EH: I don’t really have stories; I just have the greatest fondness. She wrote me the most beautiful note. It’s probably the last note I got from her when she was ill, sort of from her perspective, telling me what I had provided for her as managing director, and in a sense, taking off of her hands things that were holding her back. So I have her generosity and her warmth and her intellect. And those are—they’re not stories, but they’re my very sweet recollections of Marcia. And she was that way with most people. She infuriated people too, you know. She didn’t always get things done on deadline and all of those things, but—no anecdotes. Just Marcia.
[End of interview.]
Installation view of “Bad Girls” Part I, New Museum, New York, 1994. Photo: Fred Scruton
In 1994, the New Museum presented a major two-part exhibition of feminist art entitled “Bad Girls” with the help of a major grant from the Henry Luce Foundation, as well as state and federal agencies. Installation view of “Bad Girls” Part II, New Museum, New York, 1994. Photo: Fred Scruton
Marcia Tucker described the creation of the Managing Director position in 1988 as the result of four years of in-house discussion about the management of the Museum, as well as advice from the managing consultancy Adams and Goldbard. The position allowed Tucker to take a sabbatical in 1988, and to devote more time to other work, such as research and fundraising, thereafter. Meeting of the Board of Trustees, 7 June 1988, New Museum Archives, Box T.MT.12, Folder 27.
The New Museum was founded in 1977, first occupying a small office on Hudson Street, before securing its first galleries and offices in the Graduate Center of the New School for Social Research in 1978. In 1979, the Museum was invited by the US Department of State to organize “The 1970s: New American Painting,” which opened in Belgrade and toured Eastern and Western Europe. By 1984, the Museum had acquired and relocated to the landmark Astor Building at 583 Broadway and Marcia Tucker was appointed the US Commissioner of the forty-first Venice Biennale. 1981–1984 Report (New York: New Museum, 1984).

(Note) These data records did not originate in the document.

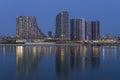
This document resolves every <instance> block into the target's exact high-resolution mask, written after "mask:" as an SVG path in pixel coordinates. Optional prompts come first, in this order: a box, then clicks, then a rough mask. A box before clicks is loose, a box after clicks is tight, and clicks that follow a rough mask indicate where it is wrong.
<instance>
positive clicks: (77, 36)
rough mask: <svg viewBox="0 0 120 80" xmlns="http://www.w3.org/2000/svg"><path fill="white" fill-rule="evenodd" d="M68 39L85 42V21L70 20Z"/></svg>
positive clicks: (83, 19) (78, 20)
mask: <svg viewBox="0 0 120 80" xmlns="http://www.w3.org/2000/svg"><path fill="white" fill-rule="evenodd" d="M70 38H71V40H85V38H86V37H85V19H84V18H80V19H71V20H70Z"/></svg>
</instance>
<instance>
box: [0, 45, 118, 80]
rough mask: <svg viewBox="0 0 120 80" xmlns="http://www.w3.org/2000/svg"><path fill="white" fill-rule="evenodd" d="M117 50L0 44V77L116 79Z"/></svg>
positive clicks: (43, 78) (81, 46) (55, 79)
mask: <svg viewBox="0 0 120 80" xmlns="http://www.w3.org/2000/svg"><path fill="white" fill-rule="evenodd" d="M119 52H120V47H118V46H101V47H98V46H93V47H91V46H67V45H64V46H0V65H1V66H0V70H1V72H0V80H2V79H7V77H2V76H8V75H6V74H10V75H12V76H9V78H10V79H12V80H21V79H22V80H39V79H43V80H53V79H54V80H79V79H83V80H86V79H87V80H89V79H90V80H101V79H109V80H110V79H111V76H115V77H116V78H117V79H118V78H119V76H118V75H117V74H118V73H120V71H119V70H118V69H119V67H120V64H119V60H120V54H119ZM113 65H114V66H113ZM8 66H12V67H11V68H10V69H11V70H10V71H6V69H7V68H9V67H8ZM117 68H118V69H117ZM111 69H112V70H114V71H112V70H111ZM109 70H110V71H109ZM3 71H5V72H3ZM115 71H117V73H116V74H114V75H112V74H110V73H108V72H115ZM2 73H4V74H2ZM103 74H105V75H107V77H106V76H103ZM94 75H95V76H94Z"/></svg>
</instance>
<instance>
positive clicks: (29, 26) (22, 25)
mask: <svg viewBox="0 0 120 80" xmlns="http://www.w3.org/2000/svg"><path fill="white" fill-rule="evenodd" d="M16 36H17V38H19V39H27V40H28V39H43V38H44V37H45V35H44V34H43V33H42V32H41V30H40V29H39V27H38V25H37V21H36V18H35V16H17V17H16Z"/></svg>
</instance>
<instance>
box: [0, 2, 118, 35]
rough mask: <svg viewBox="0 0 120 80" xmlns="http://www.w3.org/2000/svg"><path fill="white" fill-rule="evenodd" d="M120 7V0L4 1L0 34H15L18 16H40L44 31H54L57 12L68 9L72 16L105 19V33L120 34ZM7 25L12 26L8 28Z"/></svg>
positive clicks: (104, 24) (1, 4) (54, 29)
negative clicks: (105, 0) (118, 0)
mask: <svg viewBox="0 0 120 80" xmlns="http://www.w3.org/2000/svg"><path fill="white" fill-rule="evenodd" d="M119 8H120V5H119V1H118V0H115V1H112V0H109V1H108V0H106V1H104V0H100V1H96V0H92V1H89V0H74V1H73V0H71V1H65V0H60V1H56V0H53V1H49V0H41V1H38V0H29V1H28V0H26V1H23V0H21V1H16V0H13V1H9V0H1V3H0V9H1V13H0V17H1V18H0V22H1V23H0V27H1V29H0V35H15V27H16V25H15V17H16V16H17V15H18V16H19V15H34V16H36V17H37V20H38V25H39V27H40V28H41V30H42V32H43V33H45V34H47V32H48V30H49V31H52V32H53V34H54V33H55V15H56V14H57V13H58V12H61V11H64V10H67V11H68V12H69V13H70V14H69V15H70V18H74V17H79V18H82V17H83V18H85V19H87V20H88V21H92V20H99V21H100V22H101V31H102V32H101V33H102V35H103V34H106V33H111V34H115V35H120V33H119V25H120V23H119V14H120V11H119ZM7 28H9V29H8V30H7V31H6V29H7ZM108 28H109V31H108Z"/></svg>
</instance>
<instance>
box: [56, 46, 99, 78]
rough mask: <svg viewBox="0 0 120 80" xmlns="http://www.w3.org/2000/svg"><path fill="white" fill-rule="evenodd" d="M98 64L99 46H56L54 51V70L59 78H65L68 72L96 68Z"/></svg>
mask: <svg viewBox="0 0 120 80" xmlns="http://www.w3.org/2000/svg"><path fill="white" fill-rule="evenodd" d="M99 65H100V55H99V47H88V46H71V47H68V46H58V47H57V51H56V71H57V74H58V75H59V76H60V78H61V80H66V79H67V77H68V74H69V72H70V71H71V70H72V71H79V70H80V71H81V72H85V70H86V69H89V68H91V69H98V68H99Z"/></svg>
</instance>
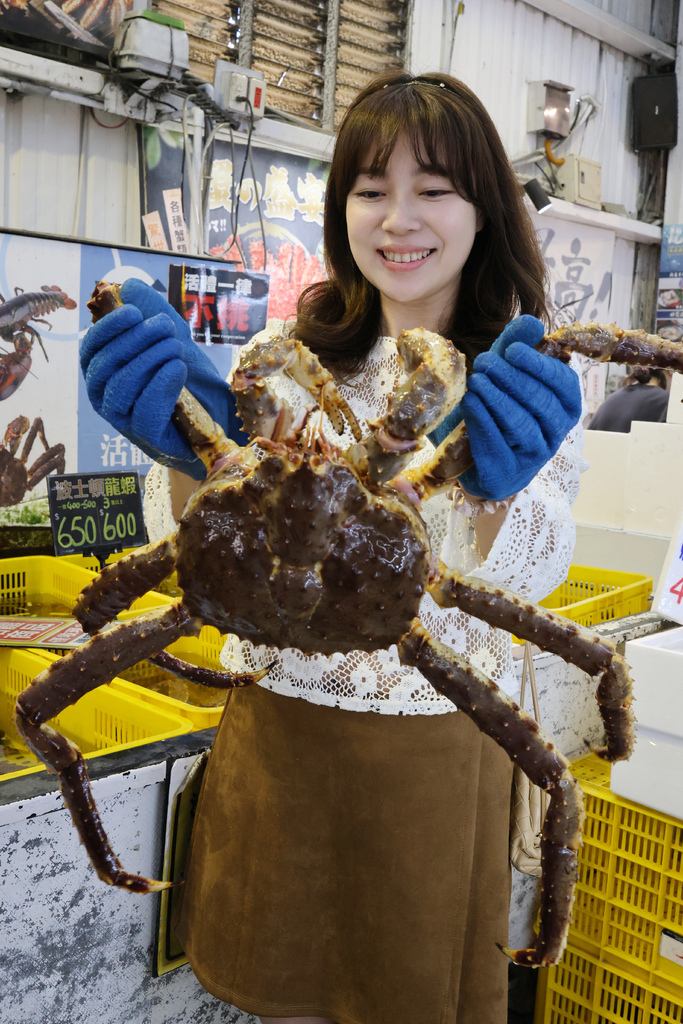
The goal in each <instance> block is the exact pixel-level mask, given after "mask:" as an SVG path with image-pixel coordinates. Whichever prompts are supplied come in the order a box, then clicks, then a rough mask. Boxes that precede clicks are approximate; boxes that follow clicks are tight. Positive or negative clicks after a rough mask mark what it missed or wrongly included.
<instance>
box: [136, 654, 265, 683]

The New Museum’s first report, dating from 1977, explicitly positions the Museum between alternative spaces and larger museums as a forum for visual and verbal exchange between artists and the public with a national scope. Critical essays and documentation, lectures, and symposia were envisioned to create a historical framework for critically evaluating contemporary art. “The New Museum,” Report, 1977, New Museum Archives, Box T.MT.10, Folder 13.
In an unpublished July 11, 1994, interview by critic Julie Ault, Tucker describes the impetus behind starting a museum: “The reason for wanting to start a museum rather than an alternative space was because it was only in that forum that change in museums might actually take place. Not that I had the idea of the New Museum as a paradigm at that time—it was much more modest. But I’ve always been very involved and interested in questions of how social change is brought about and whether it’s possible for one person or a small organization or a tiny group of people to actually make some change in the way things are done. And coming from the women’s movement, history of Civil Rights, and the anti-Vietnam War movement led people my age to believe they might contribute to change.”
In 1989, veterans protested a student art installation that involved laying the US flag on the floor of the exhibition space at the Art Institute of Chicago.
“Rothenberg’s installation ‘Have You Attacked America Today?’ elicited scores of comments, both in the lobby guest book and in written notes shoved underneath the gates when the Museum was closed. As a result, the Museum installed a response book filled with questionnaires adjacent to the window. Over 700 written responses were obtained, representing a wide range of opinions, from unflinching support of the artist’s critique to violent opposition to the installation.” 1990 Report: Celebrating our Thirteenth Year (New York: New Museum, 1990), 17–18.